この上に五徳を置いてお湯をわかしたり、網を置いて餅をやいたりしました。ストーブ
が広まる40年ほど前まで、どこの家にもありました。
置きごたつ
これにふとんを掛けて、足を暖めるためのものです。木の枠の中には、ブリキが張っ
てあります。その上に小さな火鉢を置き、火のついた炭を入ておきます。さらに上から
ふとんを掛け、中に足を入れて暖まります。
あんか①
置きごたつに似ていますが、外側がやきものでつくられています。中の皿に火のつい
た炭を入れて暖めるのは、置きごたつと同じです。あんかのてっぺんに両足を乗せて足
を温める1人用の暖房具でした。
湯たんぽ
夜、寝るときにふとんの中に入れておき、足を温めます。亀の甲羅のような器の中に、
熱いお湯を注いで栓をします。やけどをしないように布で包んで、ふとんの中に入れて
おきます。

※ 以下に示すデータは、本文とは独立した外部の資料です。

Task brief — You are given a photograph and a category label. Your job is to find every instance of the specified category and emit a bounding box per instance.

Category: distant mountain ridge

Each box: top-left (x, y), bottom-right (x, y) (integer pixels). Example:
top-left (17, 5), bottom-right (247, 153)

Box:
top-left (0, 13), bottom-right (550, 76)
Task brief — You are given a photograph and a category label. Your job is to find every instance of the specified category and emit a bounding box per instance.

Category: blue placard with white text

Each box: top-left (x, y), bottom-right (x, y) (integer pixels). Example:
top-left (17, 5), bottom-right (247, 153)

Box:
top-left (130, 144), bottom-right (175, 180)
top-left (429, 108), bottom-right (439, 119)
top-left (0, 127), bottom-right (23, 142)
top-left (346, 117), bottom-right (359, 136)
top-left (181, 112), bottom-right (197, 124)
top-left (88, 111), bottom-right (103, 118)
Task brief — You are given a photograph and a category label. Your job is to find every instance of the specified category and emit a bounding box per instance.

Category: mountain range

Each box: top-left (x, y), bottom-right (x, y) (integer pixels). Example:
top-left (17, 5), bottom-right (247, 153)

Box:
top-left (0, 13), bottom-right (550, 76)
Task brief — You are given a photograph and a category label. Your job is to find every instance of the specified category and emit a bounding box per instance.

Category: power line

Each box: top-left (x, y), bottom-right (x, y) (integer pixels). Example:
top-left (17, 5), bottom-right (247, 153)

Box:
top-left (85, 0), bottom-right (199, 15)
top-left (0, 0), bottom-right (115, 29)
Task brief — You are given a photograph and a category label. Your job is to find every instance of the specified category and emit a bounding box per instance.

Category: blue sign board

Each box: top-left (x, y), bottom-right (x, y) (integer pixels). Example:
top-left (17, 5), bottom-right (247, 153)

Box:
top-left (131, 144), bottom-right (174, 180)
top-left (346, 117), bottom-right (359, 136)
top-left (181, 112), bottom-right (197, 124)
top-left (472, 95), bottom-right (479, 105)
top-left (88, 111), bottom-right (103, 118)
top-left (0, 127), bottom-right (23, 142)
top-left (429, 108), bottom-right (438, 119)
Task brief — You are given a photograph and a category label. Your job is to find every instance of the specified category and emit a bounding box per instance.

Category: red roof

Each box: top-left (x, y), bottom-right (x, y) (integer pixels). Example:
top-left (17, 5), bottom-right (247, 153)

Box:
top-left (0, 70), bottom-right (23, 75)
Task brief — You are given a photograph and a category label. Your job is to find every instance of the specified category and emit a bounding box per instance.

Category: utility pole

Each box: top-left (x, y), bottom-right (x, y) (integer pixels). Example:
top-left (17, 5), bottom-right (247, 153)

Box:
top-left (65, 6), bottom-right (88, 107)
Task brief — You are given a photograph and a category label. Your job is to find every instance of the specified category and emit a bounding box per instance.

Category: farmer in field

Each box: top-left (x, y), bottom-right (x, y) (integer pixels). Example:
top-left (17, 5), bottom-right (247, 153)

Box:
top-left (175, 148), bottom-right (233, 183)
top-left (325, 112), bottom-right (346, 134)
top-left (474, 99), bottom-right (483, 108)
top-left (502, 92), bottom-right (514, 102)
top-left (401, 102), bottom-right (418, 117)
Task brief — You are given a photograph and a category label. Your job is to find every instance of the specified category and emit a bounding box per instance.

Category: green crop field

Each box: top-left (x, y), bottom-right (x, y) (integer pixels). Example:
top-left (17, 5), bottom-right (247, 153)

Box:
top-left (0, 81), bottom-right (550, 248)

朝起きた頃には、中のお湯はぬるま湯になっており、寒い朝に顔を洗うのに、
ちょうどよい暖かさでした。
あんか②
これは豆炭(まめたん)という丸い炭を使うあんかです。オレンジ色の金属製で、布
の袋に入っています。豆炭の熱が外に伝わり、温かくなります。寝るときにふとんの中
に入れて、湯たんぽと同じように足を温めました。だんだんと冷めてゆく湯たんぽとち
がって、朝まで暖かいままでした。